Here's what's wrong with that in today's system:
*That was intended for use where a modulated signal, usually channel 3 from a satellite receiver that is now obsolete, goes to a TV at some distance from the satellite receiver. The piece you link to goes near the TV, and a separate piece goes near the satellite receiver and extracts the IR signal from the cable. Since new satellite receivers don't have modulated outputs, that makes this obsolete.

*Unless you use a ZeeVee modulator. That's awful pricy for one TV.

*Some people tried using these things with a coax that carries the satellite signal. Since a satellite receiver outputs either 13 volts or 18 volts to determine polarity selection, you can't use this device, which sends a signal varying between zero and 12. The 13 or 18 would swamp it out.


Finally, on a whole other topic, maybe this input isn't working because it's not seeing a high enough voltage.

See, sensor outputs go from zero to five volts and can supply quite a bit of current.
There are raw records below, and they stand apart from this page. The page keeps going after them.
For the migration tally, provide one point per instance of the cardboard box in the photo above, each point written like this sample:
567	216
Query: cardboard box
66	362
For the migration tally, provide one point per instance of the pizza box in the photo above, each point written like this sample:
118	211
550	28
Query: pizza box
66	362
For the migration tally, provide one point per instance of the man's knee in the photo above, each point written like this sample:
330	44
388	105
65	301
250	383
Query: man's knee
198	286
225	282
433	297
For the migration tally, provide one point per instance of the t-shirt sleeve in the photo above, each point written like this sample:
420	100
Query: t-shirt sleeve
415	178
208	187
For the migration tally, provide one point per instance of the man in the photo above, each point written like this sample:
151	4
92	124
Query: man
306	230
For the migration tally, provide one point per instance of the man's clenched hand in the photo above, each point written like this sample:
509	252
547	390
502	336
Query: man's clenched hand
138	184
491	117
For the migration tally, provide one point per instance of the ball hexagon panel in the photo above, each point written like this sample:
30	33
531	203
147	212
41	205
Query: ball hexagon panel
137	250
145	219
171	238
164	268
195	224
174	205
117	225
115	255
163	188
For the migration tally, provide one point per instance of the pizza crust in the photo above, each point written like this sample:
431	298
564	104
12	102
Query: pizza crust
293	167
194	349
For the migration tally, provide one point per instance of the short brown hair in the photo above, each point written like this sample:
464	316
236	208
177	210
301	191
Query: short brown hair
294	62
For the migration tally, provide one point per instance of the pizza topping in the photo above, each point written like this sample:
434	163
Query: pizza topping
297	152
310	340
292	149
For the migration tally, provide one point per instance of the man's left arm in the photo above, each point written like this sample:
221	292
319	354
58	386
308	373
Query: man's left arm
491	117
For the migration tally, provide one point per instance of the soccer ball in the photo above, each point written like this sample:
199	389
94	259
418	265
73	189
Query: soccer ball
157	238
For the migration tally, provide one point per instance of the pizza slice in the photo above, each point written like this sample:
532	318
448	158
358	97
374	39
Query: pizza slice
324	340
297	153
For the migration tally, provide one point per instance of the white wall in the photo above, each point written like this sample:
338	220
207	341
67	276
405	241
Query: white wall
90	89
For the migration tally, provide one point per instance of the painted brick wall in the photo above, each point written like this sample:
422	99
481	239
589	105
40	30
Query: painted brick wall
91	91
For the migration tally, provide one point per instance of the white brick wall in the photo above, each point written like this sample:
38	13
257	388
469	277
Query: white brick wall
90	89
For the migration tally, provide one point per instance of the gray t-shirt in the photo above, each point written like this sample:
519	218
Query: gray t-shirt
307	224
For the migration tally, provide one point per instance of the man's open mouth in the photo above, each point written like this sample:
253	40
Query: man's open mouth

An LED, though, only wants to see about 5 milliamps, so there's a resistor, often in the 470 ohm range, between the IR sensor and the IR LED. This resistor is built into every LED output circuit.

That means that if you connect a signal intended for an LED, the internal resistance of the satellite receiver's circuit might cut down the voltage below a usable level. If this is the case, you'd take the signal not from an LED output, but directly from the sensor output. This is sometimes called IR HIGH or something else to define it as "not for an LED."